Qui la formula non cambia quasi per nulla. Siamo sempre dalla parti di un soul/r’n’b infarcito di sapori latinoamericani – ma meno che in passato – e il loro classico intreccio vocale. Ci sono alcune ospitate, come quella di BERWYN, che porta il suo flow nella mistura e torna a parlare di George Floyd, mentre l’invito angelicato delle voci femminili è quello di solleversi (Rise Above). Non è l’unico featuring: c’è da segnalare quello di Pa Salieu nel singolo che ha anticipato il disco (Made of Gold), che si assesta sul versante più urban mai affrontato finora dalle gemelle. E forse potrebbe essere una evoluzione interessante della loro proposta musicale, finora invece decisamente più attenta a titillare palati più raffinati. L’ultimo featuring, che si inserisce nel sopracitato filone, è quello di Jorja Smith, per un brano (Lavander & Roses) che è perfettamente mimetico con tanta musica pop soul/r’n’b/urban che va oggi per la maggiore.

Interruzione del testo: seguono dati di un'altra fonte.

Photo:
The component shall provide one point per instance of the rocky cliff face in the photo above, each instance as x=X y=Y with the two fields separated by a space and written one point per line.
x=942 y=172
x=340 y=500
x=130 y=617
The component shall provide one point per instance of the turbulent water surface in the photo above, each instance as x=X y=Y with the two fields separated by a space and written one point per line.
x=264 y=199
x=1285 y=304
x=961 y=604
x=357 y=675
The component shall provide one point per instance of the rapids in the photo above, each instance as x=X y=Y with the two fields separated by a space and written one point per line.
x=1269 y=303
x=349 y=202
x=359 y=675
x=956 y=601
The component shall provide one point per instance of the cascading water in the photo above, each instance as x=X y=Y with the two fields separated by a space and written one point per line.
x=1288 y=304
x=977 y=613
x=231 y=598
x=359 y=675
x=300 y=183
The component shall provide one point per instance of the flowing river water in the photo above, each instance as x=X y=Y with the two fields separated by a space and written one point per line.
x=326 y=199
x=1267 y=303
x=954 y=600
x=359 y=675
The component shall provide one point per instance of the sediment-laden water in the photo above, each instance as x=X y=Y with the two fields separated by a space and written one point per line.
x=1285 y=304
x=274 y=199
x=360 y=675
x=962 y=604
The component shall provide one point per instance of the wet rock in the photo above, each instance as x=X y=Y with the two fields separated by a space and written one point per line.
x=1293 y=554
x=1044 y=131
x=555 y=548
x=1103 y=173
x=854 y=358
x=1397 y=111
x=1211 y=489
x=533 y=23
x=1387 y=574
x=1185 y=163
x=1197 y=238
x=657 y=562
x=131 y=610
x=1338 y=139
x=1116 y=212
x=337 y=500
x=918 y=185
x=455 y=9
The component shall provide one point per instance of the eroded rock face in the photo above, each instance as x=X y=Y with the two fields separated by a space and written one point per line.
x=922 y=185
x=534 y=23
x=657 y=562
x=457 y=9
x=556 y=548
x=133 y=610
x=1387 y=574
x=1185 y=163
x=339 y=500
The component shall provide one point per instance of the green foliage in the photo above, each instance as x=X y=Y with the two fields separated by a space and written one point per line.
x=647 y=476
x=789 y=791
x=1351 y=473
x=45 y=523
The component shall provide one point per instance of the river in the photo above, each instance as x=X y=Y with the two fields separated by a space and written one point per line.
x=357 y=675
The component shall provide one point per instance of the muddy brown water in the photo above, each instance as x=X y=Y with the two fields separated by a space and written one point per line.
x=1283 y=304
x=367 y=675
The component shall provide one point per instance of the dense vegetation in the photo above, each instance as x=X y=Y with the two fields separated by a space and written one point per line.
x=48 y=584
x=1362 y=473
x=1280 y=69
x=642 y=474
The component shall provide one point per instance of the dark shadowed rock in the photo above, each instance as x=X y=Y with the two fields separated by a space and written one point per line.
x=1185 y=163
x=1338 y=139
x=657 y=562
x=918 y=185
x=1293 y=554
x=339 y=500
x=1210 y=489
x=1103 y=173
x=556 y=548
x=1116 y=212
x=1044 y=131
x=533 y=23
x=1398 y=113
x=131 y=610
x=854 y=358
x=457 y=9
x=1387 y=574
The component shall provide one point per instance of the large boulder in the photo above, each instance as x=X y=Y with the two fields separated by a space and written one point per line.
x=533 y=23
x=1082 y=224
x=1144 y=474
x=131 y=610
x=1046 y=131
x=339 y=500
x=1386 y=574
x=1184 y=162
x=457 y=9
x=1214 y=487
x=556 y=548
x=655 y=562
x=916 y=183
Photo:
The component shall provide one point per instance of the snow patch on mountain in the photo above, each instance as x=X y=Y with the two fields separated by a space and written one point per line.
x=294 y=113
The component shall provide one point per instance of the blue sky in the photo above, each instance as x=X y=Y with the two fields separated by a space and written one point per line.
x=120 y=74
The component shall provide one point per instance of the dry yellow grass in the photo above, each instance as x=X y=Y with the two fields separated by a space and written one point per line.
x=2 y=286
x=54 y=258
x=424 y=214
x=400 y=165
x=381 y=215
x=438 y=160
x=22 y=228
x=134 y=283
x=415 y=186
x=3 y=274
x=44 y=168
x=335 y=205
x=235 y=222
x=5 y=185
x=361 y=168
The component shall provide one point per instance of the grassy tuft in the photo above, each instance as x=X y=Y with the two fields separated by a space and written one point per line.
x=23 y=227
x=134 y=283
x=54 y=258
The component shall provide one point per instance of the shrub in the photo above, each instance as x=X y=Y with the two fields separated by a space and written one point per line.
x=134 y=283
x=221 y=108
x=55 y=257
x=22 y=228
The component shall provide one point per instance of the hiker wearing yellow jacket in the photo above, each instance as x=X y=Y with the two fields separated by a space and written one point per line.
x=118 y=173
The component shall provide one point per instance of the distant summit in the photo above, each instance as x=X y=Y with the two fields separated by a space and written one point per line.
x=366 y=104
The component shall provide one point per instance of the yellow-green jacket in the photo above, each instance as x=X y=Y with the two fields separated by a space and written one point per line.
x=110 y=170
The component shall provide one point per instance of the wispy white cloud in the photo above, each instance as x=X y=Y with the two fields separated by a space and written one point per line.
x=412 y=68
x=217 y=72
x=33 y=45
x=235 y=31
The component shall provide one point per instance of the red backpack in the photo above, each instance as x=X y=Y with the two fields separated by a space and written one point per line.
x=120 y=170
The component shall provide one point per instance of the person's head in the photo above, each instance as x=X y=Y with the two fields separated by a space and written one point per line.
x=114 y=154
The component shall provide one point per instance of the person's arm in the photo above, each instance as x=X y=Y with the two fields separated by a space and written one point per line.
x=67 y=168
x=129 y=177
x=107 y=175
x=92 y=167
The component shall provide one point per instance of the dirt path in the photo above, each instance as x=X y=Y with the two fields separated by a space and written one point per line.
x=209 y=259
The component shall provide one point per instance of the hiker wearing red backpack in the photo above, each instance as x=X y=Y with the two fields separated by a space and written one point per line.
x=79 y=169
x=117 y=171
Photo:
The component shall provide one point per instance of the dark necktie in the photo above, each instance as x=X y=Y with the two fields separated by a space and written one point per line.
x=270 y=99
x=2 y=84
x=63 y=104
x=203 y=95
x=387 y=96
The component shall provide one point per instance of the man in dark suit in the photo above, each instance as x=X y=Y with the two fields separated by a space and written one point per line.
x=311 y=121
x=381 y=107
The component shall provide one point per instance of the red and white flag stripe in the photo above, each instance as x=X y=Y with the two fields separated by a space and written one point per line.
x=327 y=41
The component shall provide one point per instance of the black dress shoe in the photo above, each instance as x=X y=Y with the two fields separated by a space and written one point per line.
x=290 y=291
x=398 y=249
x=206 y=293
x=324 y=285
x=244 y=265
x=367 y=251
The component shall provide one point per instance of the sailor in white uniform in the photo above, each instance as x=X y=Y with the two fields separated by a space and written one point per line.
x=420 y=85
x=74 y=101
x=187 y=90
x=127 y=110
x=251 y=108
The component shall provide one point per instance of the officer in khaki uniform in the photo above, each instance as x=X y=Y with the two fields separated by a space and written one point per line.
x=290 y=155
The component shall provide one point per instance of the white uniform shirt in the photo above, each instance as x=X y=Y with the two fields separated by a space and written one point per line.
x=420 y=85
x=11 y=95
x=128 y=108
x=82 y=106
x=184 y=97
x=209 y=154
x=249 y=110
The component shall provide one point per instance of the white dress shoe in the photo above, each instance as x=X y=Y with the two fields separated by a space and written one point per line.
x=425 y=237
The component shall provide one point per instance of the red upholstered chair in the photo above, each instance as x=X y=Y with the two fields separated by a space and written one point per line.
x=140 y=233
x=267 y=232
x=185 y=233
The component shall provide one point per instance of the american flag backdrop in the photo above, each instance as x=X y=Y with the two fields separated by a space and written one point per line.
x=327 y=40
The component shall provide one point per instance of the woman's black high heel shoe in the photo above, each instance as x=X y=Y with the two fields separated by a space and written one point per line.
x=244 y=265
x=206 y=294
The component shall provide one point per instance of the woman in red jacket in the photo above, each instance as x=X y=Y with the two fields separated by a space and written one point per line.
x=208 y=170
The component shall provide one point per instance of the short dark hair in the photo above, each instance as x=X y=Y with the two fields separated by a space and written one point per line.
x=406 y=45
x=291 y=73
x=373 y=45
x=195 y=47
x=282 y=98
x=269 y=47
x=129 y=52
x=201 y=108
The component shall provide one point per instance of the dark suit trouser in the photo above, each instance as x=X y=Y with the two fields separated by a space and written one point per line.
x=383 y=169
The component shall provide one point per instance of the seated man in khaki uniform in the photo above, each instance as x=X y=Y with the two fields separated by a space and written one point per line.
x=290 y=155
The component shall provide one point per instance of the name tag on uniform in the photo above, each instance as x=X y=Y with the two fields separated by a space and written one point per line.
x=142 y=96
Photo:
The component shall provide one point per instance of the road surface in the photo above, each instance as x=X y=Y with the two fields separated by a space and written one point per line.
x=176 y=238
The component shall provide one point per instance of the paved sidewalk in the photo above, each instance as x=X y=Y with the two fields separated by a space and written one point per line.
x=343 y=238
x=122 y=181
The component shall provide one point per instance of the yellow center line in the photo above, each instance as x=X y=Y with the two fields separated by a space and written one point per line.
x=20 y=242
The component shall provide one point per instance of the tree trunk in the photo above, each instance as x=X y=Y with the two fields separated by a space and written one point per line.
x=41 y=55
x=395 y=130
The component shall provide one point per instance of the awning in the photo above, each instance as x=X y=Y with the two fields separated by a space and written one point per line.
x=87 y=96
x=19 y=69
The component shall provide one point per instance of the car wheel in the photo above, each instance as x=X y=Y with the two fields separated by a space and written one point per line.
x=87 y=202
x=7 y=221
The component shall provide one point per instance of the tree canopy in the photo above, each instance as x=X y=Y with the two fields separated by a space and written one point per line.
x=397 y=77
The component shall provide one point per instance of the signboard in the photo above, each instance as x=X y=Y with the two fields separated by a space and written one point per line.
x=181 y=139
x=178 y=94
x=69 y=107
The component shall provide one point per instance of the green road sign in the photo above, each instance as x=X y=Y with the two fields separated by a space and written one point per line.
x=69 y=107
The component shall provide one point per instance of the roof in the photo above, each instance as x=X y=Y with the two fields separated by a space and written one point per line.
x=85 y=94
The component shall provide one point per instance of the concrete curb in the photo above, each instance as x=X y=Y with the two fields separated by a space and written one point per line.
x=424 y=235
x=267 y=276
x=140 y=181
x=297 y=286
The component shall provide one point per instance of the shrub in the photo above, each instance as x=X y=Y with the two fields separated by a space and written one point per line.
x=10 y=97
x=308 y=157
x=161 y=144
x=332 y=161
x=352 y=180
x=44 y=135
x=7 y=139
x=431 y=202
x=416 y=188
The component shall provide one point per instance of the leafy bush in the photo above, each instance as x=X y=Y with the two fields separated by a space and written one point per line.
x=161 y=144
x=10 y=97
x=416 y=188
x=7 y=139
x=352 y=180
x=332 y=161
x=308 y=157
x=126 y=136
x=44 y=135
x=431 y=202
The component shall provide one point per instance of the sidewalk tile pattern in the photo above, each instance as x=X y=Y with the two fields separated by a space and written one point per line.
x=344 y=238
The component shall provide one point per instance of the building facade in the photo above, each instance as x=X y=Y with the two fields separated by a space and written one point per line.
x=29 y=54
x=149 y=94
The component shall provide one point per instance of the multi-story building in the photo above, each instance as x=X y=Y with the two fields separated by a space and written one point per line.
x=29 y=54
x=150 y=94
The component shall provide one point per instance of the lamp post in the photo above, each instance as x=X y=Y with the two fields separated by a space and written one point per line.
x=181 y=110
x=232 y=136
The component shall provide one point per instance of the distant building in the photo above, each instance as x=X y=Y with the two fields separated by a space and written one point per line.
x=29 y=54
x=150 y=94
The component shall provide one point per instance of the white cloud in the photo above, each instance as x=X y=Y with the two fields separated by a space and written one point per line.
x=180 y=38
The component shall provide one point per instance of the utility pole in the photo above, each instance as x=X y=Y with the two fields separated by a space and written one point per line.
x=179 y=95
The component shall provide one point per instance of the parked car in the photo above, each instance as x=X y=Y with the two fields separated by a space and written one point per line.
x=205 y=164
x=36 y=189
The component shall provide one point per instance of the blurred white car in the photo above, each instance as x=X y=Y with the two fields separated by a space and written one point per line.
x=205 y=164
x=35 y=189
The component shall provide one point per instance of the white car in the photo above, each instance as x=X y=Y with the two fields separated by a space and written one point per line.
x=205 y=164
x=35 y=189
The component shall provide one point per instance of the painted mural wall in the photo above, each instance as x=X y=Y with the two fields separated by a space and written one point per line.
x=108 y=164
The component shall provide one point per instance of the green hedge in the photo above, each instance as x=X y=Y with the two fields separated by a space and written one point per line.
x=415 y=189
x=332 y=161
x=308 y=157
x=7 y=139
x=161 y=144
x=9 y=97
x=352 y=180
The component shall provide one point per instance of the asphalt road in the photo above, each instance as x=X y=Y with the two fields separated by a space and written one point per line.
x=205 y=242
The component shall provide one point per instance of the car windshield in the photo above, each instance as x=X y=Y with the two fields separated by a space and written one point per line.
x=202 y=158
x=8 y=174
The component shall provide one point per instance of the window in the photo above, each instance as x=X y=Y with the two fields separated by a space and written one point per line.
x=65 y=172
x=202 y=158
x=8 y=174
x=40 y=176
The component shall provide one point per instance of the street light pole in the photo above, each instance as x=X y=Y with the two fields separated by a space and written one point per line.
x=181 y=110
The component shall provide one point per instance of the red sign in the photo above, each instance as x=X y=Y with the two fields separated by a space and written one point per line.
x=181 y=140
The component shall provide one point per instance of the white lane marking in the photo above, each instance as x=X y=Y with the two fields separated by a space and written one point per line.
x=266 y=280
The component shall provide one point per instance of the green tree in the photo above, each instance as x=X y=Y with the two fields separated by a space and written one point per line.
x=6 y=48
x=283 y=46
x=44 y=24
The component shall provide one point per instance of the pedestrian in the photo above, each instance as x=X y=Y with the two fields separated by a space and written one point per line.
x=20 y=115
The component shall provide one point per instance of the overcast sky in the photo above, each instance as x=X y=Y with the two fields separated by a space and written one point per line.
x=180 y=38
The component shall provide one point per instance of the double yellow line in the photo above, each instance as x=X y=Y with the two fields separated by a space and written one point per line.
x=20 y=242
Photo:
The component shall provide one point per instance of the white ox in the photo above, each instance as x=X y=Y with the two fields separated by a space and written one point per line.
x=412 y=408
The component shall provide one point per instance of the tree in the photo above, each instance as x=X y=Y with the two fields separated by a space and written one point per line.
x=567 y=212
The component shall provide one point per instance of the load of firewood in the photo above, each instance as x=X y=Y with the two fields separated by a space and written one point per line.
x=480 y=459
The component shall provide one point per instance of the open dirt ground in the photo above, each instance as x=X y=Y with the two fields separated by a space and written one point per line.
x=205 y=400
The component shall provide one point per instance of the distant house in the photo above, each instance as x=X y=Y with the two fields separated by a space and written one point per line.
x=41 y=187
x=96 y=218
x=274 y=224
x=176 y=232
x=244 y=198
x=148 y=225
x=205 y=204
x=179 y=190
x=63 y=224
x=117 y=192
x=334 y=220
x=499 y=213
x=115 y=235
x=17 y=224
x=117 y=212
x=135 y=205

Il problema del disco è che nella concisione, tolte le tre collaborazioni e due riempitivi (o Inle, che fa solamente da intro a Made of Gold) e un pastiche di spoken word/found recording (Foreign Country), oltre a una coda (Los Muertos) che sembra più una IG Story che un vero e proprio brano, che cosa rimane? Pochino. Sister 2 Sister, un brano costruito sul rapporto tra ritmi e armonizzazioni vocali ma senza un vero e proprio sviluppo, così come Creature (Perfect). Tolti i featuring, il brano migliore è forse Tears Are Our Medicine, dove le due provano a rimescolare le carte con accenni di pianoforte e sfruttando bene le due voci su di uno sfondo volutamente straniante.

Dopo cinque anni di attesa era lecito aspettarsi di più. Soprattutto se a mancare è l’equilibrio tra alto e basso, tra Europa-Africa-Cuba che aveva reso mirabile le prime due uscite. Così sembrano un pop-act qualsiasi.